File descriptors are called file handles on Windows OS. On Windows 2000 server, the open file handles limit is set to 16,384. This number can be monitored in the task manager performance summary.

HP-UX

nfile defines the maximum number of open files. This value is usually determined by the formula: ((NPROC*2)+1000) where NPROC is usually: ((MAXUSERS*5)+64). For a MAXUSERS of 400, this works out to 5128. You can usually set it higher. maxfiles is the Soft file limit per process and maxfiles_lim is the Hard file limit per process.

AIX

The file descriptors limit is set in the /etc/security/limits file and its default value is 2000. This limit can be changed by the ulimit command or the setrlimit subroutine. The maximum size is defined by the constant OPEN_MAX.
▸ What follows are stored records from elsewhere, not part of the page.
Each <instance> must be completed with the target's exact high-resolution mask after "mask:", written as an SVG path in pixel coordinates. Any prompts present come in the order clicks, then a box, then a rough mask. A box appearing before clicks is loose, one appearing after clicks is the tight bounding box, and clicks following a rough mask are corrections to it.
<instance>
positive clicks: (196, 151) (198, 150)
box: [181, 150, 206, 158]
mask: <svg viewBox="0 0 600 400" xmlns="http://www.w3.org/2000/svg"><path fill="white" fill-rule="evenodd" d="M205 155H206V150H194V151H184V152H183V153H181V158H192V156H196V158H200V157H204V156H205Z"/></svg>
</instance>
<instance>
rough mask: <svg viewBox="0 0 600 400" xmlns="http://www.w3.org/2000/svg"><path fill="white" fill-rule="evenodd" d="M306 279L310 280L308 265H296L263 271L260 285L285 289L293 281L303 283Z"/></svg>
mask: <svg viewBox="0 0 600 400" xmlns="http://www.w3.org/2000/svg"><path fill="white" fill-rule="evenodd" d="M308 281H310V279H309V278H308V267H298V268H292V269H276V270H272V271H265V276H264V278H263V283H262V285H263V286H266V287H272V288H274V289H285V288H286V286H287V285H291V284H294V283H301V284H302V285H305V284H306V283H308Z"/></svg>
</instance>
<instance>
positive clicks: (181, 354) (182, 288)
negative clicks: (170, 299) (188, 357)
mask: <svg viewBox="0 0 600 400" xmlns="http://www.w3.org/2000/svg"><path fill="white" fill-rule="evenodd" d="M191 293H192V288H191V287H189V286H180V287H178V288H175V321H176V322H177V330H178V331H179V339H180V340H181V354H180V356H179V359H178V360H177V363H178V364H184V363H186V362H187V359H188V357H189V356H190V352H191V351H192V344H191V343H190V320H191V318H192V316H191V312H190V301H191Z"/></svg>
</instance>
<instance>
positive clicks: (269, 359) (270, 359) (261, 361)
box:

Important remark:  From WebLogic Server 8.1 SP3, the resetFd() method, called in the commEnv.sh script, automatically resets the file descriptor limit setting from unlimited to 1025.  This was done to avoid the issue reported in the Change Request #130536.  However an issue was found in this script with the maximum number of file descriptors not correctly set.  The workaround is to replace the line if [ "${maxfiles}" -lt 1024 ]; by if [ "${maxfiles}" -gt 1024 ];


Tips for FL DREs for their initial response e-mail

· Before asking for the customer file descriptors hard limit value make sure to check if the customer provided us with a server log file because the hard limit value is logged at startup by the server.
· Make sure you know on which OS the customer is encountering this issue.
· Suggest the customer check how many files were open at the time the issue occurred (see Resolution steps in the Problem Troubleshooting section).